Description:
PCR-based detection of mycoplasma contamination of cell culture.
Mycoplasma is a common and serious contaminant of cell cultures. It has been shown that more than 30% of cell cultures in the laboratory are infected with Mycoplasma. In continuous cell cultures, contaminating Mycoplasma may grow slowly without killing the cells but affecting various parameters including altered cellular proliferation and viability, morphological changes, cell transformation, mimicking virus infection, and inresponsiveness to drug treatment, etc., and ultimately leading to unreliable results. Mycoplasma detection is an important and necessary quality control measure.
Many of the testing procedures have been developed, which include DNA staining, enzyme-linked immunosorbent assay (ELISA), polymerase chain reaction (PCR), and PCR-based ELISA. M&C Gene Technology provide our research community with reliable reagents and simple protocol, which allow for rapid and highly reproducible detection of mycoplasma contamination.
The primers used in this kit anneal to conserved regions of the Mycoplasma genome, allowing detection of the most common species of Mycoplasma (including M. opalescens, M. arginini; M. fermentans; M. caviae, M. hyorhinis, M. indiense, M. orale, Acholeplasma laidlawii and many more – see table 2 below).
Important Features:
l High Sensitivity: Sensitive enough to detect trace amount mycoplasma contamination in cell culture medium.

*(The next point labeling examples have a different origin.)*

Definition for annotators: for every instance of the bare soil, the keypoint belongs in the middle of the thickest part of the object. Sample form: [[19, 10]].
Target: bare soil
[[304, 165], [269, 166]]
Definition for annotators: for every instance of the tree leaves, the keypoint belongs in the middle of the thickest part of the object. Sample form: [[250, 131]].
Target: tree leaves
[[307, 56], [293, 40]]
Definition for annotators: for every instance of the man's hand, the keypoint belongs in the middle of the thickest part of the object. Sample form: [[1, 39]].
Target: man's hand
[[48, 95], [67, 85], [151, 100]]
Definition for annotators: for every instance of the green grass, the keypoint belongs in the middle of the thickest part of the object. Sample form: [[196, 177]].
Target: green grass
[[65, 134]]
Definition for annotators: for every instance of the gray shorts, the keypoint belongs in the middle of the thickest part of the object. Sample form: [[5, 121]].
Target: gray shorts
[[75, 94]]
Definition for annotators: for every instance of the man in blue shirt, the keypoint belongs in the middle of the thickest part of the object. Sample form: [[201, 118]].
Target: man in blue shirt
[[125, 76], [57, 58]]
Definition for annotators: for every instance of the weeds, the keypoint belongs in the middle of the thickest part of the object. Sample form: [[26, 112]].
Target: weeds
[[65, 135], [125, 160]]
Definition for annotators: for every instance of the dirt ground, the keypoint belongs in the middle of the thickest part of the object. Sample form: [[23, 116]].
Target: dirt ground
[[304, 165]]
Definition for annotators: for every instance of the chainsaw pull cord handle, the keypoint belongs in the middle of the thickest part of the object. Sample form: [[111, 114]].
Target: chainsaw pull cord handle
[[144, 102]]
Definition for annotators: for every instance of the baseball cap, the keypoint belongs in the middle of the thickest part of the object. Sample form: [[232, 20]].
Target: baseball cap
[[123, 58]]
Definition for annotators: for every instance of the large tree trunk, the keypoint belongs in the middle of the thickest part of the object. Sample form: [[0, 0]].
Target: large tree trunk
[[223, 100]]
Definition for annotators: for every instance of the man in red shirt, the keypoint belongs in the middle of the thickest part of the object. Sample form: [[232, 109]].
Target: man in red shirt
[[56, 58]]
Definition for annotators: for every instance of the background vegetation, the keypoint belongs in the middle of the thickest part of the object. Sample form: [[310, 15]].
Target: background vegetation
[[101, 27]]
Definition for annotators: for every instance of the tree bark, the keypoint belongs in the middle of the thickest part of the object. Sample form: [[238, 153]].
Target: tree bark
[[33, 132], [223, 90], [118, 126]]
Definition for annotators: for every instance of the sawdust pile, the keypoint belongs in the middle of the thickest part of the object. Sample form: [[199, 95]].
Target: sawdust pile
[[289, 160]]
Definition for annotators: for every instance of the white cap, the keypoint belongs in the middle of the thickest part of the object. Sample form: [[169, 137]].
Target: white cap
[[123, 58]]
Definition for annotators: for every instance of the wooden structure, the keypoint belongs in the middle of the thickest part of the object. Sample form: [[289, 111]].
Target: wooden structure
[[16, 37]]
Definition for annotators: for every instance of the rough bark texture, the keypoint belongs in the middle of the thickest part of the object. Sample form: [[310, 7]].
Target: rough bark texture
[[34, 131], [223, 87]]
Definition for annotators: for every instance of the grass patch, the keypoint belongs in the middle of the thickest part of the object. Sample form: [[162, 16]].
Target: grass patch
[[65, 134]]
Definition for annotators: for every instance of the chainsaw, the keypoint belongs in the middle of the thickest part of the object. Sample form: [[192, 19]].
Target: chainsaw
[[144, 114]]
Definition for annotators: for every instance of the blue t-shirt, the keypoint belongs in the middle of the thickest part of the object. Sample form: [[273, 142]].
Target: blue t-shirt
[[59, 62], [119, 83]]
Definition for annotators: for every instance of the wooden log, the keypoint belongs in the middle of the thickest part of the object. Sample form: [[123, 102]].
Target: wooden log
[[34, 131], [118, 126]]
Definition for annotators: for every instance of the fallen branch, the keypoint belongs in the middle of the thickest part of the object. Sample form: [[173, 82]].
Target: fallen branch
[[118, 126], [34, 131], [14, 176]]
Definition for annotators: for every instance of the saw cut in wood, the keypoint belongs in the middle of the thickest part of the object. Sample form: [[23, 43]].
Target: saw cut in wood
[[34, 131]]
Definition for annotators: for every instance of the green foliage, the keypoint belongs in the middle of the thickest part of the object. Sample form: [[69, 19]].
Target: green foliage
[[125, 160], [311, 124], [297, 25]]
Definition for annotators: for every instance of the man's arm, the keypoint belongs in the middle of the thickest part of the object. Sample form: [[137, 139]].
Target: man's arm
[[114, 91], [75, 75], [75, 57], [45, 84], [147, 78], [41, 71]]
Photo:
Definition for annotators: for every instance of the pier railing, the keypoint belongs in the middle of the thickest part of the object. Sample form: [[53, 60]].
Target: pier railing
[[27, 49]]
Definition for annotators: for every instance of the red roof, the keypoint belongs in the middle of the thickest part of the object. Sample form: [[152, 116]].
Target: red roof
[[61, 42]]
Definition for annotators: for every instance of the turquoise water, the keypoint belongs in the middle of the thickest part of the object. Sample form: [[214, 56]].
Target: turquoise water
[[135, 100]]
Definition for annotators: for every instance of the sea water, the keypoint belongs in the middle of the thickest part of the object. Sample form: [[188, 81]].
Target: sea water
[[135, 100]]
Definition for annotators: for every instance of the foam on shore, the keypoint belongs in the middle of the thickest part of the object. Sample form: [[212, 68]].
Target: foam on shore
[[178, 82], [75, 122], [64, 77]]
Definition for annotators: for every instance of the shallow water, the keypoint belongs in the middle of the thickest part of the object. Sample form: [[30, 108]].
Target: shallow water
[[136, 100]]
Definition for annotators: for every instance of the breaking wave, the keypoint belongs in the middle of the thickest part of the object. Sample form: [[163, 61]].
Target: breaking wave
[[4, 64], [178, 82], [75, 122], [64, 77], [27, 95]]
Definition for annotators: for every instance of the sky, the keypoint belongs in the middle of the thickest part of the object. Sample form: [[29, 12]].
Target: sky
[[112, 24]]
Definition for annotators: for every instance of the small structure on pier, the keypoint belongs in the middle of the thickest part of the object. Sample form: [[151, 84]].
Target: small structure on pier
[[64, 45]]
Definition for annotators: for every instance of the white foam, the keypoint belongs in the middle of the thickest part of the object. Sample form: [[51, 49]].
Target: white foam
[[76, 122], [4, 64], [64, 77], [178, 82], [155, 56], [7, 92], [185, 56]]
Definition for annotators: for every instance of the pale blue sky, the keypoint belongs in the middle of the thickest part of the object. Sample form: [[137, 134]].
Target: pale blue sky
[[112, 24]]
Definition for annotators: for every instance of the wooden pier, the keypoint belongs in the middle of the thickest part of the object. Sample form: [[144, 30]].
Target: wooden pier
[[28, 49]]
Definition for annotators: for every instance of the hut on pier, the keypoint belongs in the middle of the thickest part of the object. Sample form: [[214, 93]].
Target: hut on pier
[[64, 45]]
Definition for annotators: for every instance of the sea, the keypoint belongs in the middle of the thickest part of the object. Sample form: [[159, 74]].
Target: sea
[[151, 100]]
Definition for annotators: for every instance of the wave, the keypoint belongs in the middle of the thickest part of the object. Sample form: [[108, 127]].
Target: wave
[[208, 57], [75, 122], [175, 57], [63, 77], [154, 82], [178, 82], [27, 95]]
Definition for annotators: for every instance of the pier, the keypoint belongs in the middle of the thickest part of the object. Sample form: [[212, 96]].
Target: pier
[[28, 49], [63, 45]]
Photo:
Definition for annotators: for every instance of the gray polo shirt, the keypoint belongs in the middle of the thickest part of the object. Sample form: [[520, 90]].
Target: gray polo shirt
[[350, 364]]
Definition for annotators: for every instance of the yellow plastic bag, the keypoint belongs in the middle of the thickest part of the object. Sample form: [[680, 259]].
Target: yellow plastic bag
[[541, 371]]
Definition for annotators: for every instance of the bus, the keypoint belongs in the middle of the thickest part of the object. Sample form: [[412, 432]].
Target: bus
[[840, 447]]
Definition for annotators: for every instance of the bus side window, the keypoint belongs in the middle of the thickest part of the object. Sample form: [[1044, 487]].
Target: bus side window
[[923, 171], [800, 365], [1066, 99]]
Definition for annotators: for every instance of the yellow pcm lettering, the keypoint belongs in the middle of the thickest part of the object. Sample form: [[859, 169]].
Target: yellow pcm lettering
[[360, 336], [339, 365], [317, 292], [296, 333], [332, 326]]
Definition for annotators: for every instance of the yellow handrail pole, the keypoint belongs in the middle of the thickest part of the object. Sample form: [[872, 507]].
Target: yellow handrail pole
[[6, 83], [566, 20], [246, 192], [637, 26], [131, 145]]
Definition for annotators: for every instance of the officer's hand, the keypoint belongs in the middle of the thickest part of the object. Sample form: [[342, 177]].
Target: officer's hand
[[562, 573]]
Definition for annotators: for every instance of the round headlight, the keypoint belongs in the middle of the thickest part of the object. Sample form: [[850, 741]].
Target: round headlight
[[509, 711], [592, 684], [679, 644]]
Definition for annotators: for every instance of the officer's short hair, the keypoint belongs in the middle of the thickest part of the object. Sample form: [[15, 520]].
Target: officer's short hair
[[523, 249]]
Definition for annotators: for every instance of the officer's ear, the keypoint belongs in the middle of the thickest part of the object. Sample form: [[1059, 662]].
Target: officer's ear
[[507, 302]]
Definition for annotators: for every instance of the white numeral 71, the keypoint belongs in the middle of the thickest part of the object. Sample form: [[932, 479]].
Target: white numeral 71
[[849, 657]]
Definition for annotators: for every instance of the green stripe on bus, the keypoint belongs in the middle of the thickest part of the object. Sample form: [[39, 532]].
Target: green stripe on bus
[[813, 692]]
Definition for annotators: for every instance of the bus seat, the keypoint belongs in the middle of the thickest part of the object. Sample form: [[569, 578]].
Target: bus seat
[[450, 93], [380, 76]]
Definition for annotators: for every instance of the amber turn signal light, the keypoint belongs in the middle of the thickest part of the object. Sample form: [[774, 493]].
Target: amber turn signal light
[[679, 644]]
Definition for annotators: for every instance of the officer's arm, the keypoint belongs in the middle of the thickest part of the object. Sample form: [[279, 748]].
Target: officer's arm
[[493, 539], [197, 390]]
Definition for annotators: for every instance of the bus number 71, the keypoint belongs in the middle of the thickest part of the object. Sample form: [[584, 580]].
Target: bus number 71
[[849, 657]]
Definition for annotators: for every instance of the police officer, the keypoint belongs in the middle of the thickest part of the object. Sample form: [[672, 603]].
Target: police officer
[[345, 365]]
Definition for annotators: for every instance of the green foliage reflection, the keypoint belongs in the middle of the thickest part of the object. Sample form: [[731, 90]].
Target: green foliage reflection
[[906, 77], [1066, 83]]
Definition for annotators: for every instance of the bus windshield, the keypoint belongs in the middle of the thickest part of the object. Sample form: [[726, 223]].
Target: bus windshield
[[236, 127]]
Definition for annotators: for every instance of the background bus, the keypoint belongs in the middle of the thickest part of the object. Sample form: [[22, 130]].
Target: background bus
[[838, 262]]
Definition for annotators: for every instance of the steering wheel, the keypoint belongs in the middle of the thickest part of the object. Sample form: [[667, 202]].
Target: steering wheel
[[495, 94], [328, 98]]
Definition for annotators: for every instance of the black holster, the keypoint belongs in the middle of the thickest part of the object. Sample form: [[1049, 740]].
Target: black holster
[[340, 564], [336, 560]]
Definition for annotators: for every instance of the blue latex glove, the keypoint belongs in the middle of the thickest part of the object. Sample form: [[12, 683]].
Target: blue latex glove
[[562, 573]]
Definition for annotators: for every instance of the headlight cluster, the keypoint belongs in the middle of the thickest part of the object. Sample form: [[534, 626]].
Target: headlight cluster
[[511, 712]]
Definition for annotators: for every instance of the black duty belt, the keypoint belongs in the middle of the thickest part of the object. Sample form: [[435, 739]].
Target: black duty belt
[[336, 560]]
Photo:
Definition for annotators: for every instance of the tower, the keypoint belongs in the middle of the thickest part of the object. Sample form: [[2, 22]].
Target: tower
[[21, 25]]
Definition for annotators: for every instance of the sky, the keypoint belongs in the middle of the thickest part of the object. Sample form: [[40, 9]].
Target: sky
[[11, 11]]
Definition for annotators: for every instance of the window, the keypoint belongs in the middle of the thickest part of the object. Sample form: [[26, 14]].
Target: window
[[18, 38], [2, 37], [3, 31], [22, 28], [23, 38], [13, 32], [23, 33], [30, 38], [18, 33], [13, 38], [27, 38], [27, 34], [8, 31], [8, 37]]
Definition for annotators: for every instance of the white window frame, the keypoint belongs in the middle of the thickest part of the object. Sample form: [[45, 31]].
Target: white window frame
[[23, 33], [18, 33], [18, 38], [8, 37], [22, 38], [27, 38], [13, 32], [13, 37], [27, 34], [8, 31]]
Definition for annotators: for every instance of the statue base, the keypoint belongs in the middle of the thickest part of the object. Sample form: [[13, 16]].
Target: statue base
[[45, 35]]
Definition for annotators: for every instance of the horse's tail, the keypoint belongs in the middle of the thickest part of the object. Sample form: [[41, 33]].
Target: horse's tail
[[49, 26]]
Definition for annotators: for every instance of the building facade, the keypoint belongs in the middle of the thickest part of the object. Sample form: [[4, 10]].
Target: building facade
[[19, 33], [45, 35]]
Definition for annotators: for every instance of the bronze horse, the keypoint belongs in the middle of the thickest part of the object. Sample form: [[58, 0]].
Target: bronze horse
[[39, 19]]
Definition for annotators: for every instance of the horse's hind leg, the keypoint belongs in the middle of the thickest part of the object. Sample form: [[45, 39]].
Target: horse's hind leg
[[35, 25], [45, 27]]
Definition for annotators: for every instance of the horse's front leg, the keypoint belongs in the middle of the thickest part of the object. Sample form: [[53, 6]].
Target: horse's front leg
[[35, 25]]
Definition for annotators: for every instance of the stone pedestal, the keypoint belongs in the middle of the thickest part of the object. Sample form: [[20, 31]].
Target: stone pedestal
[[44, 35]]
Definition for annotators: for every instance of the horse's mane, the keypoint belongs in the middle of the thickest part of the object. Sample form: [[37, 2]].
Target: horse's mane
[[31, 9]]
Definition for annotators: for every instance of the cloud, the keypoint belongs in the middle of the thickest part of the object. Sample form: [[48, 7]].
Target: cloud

l Simplicity: Only cell culture medium required and no DNA preparation and cell collection.
l
l Species Determination: The species of mycoplasma can be determined by sequencing the amplified products.
Procedures:
Preparation of template:
Culture cells for at least 3 days to reach >50% confluency. 2ul cell culture medium will be used as PCR template in a standard 20ul PCR reaction.
PCR Reaction:
Set up PCR reactions by following the schemes in Table 1. For heavy contamination, only the first round PCR reaction is required; for slight contamination, the second round PCR reaction will give more sensitive measure by amplifying the PCR product from the first round PCR reaction.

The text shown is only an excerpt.